About the Taguchi Robust Design Component

You use the Taguchi Robust Design component to improve a product or process by achieving performance targets and minimizing performance variation. The focus in robust design is to reduce the variation of system performance responses caused by uncertainty of noise factor values or to reduce system sensitivity.

See Also
About the Taguchi Robust Design Results Aggregate Parameter

Upon execution in the Runtime Gateway, Isight automatically creates a Taguchi Results aggregate parameter containing basic results (see About the Taguchi Robust Design Results Aggregate Parameter).

The following figure shows the Taguchi Robust Design Component Editor.

To start the Taguchi Robust Design Component Editor, double-click the Taguchi Robust Design icon . When you have finished configuring the Taguchi Robust Design Component Editor, click OK to close the editor. For more information about inserting components and accessing component editors, see Working with Components in the Isight User’s Guide.

The Taguchi Robust Design Component Editor opens with the P-Diagram displayed. You use the P-Diagram tab to select execution options and the system type and to view a summary of the factors, responses, etc. that you selected while configuring the Taguchi Design Component. The P-Diagram tab shows the following information:

  • Execution Options. You can determine the options that you want the editor to take during execution.

  • Control Factors. The control factors represent design parameters under the designer’s control, which are fixed after design time (e.g., dimensions). The control array represents the combinations of values of each control factor to be executed as design points. The control array DOE technique and the number of experiment points appear in the Control Array Info area.

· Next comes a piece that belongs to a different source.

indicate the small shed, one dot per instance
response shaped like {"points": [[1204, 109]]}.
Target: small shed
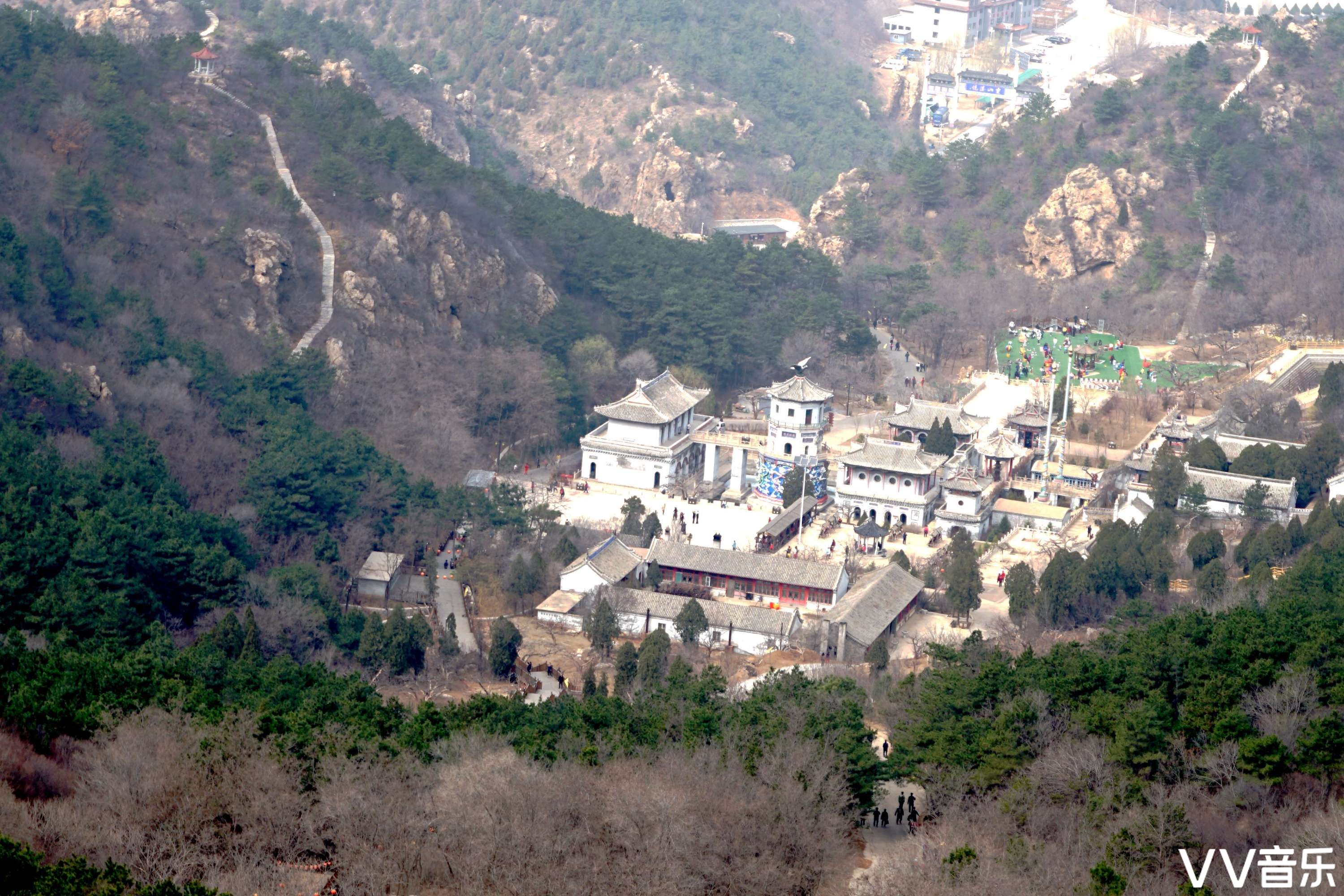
{"points": [[378, 574]]}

  • Noise Factors. The noise factors represent design parameters not under the designer’s control, varied to simulate/measure their effects on system variability (e.g., environment temperature). The noise array represents the combinations of values of each noise factor to be executed as system variation points. The noise array DOE technique and the number of experiment points appear in the Noise Array Info area.

  • Signal Factor and Number of Levels. The signal factor represents a parameter that you set when the product/process is being used (for example, thermostat setting, accelerator pedal position, etc.). A signal factor is defined only for dynamic systems. The number of levels for the signal factor is displayed when you select a signal factor. For information about levels, see Configuring the Factors.

  • Product/Process. You can choose Static System, Dynamic System, or Dynamic-Standardized System.

  • Responses. When the responses are selected and defined on the Responses tab, the information is added to the response block to complete the P-Diagram.

  • Total # Experiments. In most cases this number is equal to the number of control experiments multiplied by the number of noise experiments. For dynamic systems that include a signal factor, this number is equal to the number of control experiments multiplied by the number of noise experiments multiplied by the number of signal levels.